В самом центре Тель-Авива на улице Бар-Кохбы расположена “Книжная лавка” Шемы Принц. В лавке этой, точнее, в этом клубе я бывал десятки, если не сотни раз. Чтобы посмотреть книжные новинки, попить кофе со всякими вкусностями, потолковать с другими посетителями и, конечно же, с Шемой. Ей я обязан знакомством со многими приятными людьми. Да и многие стороны израильской жизни становились мне более понятными после наших кофейных бесед.

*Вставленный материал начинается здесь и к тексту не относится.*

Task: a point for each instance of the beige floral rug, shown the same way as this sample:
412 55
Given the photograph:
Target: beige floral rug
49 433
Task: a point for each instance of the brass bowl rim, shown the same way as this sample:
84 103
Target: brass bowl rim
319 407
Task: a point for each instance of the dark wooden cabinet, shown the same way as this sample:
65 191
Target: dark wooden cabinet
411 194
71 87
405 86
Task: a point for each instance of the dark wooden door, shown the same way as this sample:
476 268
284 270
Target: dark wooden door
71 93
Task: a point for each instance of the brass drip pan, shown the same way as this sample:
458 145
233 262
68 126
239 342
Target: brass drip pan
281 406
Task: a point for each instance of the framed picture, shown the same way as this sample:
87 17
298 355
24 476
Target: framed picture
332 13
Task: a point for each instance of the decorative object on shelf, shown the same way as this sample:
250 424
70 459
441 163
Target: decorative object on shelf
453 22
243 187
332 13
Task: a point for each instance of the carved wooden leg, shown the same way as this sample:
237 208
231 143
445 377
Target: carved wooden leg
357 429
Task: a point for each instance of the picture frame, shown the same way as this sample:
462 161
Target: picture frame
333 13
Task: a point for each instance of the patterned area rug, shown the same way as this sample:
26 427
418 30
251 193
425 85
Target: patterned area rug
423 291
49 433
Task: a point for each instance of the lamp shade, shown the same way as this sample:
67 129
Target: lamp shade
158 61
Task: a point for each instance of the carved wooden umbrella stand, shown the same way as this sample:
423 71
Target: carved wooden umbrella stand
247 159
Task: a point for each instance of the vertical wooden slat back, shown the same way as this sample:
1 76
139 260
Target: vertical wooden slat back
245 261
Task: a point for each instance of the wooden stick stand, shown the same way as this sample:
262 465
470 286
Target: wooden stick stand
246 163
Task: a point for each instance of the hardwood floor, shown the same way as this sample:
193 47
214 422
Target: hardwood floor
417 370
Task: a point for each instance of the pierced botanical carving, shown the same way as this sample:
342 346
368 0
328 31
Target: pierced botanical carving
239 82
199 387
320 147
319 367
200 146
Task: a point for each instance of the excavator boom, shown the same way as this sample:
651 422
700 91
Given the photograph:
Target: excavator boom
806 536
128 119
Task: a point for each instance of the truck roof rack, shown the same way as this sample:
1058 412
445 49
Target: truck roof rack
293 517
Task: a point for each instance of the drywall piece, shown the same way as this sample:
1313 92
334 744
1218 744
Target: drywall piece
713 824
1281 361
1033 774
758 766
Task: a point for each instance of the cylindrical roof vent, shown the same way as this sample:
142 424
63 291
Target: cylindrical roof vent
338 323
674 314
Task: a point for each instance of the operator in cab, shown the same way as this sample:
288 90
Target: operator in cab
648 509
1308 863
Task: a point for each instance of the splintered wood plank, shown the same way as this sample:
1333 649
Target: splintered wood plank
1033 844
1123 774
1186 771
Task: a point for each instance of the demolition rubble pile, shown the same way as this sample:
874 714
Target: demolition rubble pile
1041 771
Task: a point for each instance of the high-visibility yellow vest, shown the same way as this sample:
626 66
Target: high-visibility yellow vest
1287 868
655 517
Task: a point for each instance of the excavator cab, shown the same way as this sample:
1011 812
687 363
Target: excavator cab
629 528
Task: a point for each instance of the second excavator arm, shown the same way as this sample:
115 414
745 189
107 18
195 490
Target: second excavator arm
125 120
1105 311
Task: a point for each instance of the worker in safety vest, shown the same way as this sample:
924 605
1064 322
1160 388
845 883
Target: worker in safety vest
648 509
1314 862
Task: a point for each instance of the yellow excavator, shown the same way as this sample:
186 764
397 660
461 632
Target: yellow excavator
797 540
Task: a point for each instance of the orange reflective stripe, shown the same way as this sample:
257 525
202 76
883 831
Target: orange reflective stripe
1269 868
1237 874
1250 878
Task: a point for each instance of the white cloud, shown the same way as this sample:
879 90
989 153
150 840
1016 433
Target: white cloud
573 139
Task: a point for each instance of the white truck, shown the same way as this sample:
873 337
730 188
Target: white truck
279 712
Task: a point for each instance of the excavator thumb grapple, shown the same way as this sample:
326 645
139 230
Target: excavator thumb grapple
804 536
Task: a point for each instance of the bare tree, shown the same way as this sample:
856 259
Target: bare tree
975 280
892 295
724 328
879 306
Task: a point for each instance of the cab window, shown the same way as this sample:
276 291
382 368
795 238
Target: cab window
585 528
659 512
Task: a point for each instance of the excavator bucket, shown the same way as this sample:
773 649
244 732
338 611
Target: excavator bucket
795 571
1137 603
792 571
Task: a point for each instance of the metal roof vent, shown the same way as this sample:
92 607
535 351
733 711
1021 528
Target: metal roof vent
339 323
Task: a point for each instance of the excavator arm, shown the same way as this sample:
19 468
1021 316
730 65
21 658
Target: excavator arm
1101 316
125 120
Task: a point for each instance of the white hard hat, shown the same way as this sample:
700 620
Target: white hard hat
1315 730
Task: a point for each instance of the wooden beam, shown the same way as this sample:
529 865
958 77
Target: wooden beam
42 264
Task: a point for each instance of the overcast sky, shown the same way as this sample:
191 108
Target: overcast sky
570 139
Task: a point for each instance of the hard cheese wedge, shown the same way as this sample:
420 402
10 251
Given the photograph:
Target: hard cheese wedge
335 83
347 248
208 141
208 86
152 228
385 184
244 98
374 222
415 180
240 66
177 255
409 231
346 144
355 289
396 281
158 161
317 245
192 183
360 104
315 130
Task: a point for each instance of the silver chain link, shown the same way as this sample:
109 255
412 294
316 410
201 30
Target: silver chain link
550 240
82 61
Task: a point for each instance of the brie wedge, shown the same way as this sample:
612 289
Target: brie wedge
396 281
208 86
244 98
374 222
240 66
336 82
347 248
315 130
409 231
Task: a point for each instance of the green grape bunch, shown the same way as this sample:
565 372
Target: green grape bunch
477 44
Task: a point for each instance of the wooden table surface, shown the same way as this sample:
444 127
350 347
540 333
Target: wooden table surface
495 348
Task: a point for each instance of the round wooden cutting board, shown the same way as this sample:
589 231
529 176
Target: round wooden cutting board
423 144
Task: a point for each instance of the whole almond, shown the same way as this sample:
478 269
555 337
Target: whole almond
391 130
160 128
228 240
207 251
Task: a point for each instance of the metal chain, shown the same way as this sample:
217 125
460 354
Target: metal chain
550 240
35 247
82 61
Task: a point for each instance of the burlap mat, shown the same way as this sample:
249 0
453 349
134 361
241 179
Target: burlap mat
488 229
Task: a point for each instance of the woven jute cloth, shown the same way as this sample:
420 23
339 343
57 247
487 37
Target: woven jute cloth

Реклама — двигатель торговли, даже — книгами. Помню, Шема устроила в своей лавке “презентацию” кваса. Правда, в конечном счете наступление кваса на “Кока-колу” не увенчалось успехом. Но квас появился, и мы с удовольствием ели окрошку. Зимой тоже.
Политика нас иногда разъединяла с Шемой. Но то, что нас объединяло, было сильнее политики: и Шема, и я перманентно худели, вернее, старались похудеть.
В феврале же определилось мое любимое кафе. На одном из самых шумных углов Тель-Авива, где главная тельавивская улица Дизенгоф пересекается с улицей Фришман.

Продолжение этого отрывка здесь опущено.